L'origine de l'Homme, sa nature, son
essence
L'origine de l'Homme, sa nature, son
essence
Interview de Yves Coppens, Professeur au college de france et paléantologue reconnu, au sujet de l'almasty et de la cryptozoologie pour le magazine Mysteres de Novembre 1994.
Copyright (C) 1994 - “François de Villac / Mystères Presse”
· Pourquoi avez-vous cautionné l'expédition de Marie-Jeanne Koffman?
Yves Coppens : Parce que je suis scientifique et que la science est curieuse par définition et s'intéresse j'allais dire je crois mais j'en suis sûr à tout ce qui est possible. Qu'on vienne me dire qu'il s'agit d'un mythe et qu'on me le démontre, ou qu'on me dise qu'on a trouvé les ossements de l'animal que j'attends, j'en serais aussi heureux. Mais en tout cas, je ne fais pas marche arrière, je suis tout à fait intéressé, et toujours prêt à cautionner ce type de démarche. Je trouve que c'est une chose fort importante et qu'il est bon de voir s'éclairer un jour, dans quelque sens que ce soit.

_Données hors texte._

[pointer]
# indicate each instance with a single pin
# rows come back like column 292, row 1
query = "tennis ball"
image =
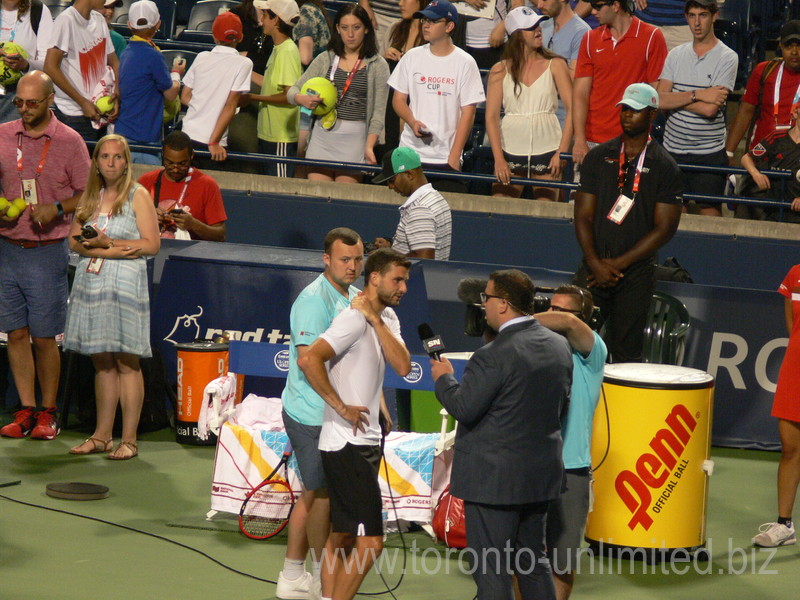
column 9, row 76
column 104, row 104
column 326, row 91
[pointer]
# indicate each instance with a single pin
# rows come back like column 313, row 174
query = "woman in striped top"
column 360, row 75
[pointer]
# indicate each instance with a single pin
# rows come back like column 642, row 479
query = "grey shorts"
column 566, row 518
column 305, row 442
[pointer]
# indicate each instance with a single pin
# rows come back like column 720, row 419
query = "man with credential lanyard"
column 188, row 202
column 46, row 163
column 627, row 207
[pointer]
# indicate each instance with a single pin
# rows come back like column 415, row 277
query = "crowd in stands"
column 530, row 80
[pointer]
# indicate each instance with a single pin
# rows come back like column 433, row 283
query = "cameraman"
column 571, row 310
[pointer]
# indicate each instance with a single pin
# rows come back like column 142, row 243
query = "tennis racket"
column 265, row 511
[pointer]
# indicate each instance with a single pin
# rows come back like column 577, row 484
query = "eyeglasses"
column 19, row 102
column 485, row 297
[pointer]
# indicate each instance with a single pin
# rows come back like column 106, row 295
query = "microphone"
column 431, row 342
column 469, row 290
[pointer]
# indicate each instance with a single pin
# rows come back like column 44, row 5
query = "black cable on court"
column 200, row 552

· S'agit-il d'un singe ou d'un homme?
Y.C. : Je n'en sais rien car ne sais toujours pas s'il existe. Selon la description que m'en a faîte le docteur Koffmann, ça répondrait beaucoup plus à un grand singe qu'à un homme ancien.

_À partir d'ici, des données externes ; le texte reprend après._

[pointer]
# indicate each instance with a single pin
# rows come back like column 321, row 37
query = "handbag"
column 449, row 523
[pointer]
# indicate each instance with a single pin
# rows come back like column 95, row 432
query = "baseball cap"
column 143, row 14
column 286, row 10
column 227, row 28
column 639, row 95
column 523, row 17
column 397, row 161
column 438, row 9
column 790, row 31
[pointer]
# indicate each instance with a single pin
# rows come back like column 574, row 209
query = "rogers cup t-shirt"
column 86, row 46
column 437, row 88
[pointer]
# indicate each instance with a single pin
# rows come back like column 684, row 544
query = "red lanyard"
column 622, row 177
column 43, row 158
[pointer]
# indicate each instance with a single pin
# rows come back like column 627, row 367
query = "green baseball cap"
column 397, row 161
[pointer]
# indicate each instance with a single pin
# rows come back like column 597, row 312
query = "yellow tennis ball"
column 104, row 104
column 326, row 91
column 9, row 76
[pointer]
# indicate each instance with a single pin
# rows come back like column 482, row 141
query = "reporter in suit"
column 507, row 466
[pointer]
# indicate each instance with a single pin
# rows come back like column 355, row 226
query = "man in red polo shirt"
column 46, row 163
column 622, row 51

· Pourtant on parle d'homme de Neandertal?
Y.C. : Cette espèce d'obsession d'appeler cet homme le Neandertal est ridicule. Je suis tout à fait hostile à cette idée parce que le Neandertal est un homme fossile que l'on connaît très bien et qui n'a que quelque 30 000 ans au plus.
Ce sont des gens qui sont très intelligents d'après leurs outillages, qui sont très raffinés, qui collectionnent des pierres curieuses, qui collectionnent des fossiles, qui se décorent le corps, qui croient à un au-delà puisqu'ils enterrent leurs morts... Ça n'a vraiment rien à voir avec cette histoire d'AImasty.

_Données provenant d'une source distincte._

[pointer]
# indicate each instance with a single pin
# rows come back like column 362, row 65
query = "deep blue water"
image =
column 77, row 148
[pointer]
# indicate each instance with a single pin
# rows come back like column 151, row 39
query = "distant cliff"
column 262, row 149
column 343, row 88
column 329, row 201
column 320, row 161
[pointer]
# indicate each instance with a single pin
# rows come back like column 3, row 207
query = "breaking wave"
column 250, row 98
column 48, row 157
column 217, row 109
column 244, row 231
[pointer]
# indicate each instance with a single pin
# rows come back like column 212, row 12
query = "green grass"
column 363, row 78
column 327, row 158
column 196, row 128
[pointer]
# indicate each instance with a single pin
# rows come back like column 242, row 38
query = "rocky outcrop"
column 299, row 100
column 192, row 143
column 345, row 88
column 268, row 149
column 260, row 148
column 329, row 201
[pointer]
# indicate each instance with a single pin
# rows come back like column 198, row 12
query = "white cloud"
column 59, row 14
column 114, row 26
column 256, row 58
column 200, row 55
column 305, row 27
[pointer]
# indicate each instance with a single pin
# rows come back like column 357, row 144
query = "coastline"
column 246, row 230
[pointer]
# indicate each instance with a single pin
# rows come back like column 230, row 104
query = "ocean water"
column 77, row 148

· Pourquoi une telle confusion?
Y.C. : L'erreur vient du fait que, depuis le siècle dernier, Neandertal est l'équivalent d'" homme stupide et fruste ". Prenez le film Forrest Gump où Tom Hanks incarne un simple d'esprit. Lors d'une interview, l'acteur a affirmé s'être inspiré de Neandertal pour son rôle de benêt. Il n'y a plus aucun doute, pour l'homme, Cro-Magnon est con!
· Pour vous l'hypothèse du singe ne fait aucun doute?
Y. C. : Il a tout pour plaire. D'abord, il a ce gros orteil divergent, on le voit sur les empreintes relevées lors des expéditions, et il n'a rien à voir avec le pied humain et son orteil aligné sur les autres, qui d'ailleurs est un pied qui n'a pas plus de trois millions d'annèes. C'est pourquoi il me paraît plus évident d'avoir affaire ici à un grand primate qui, gêné par les hommes en basse altitude, est allé se réfugier dans les montagnes.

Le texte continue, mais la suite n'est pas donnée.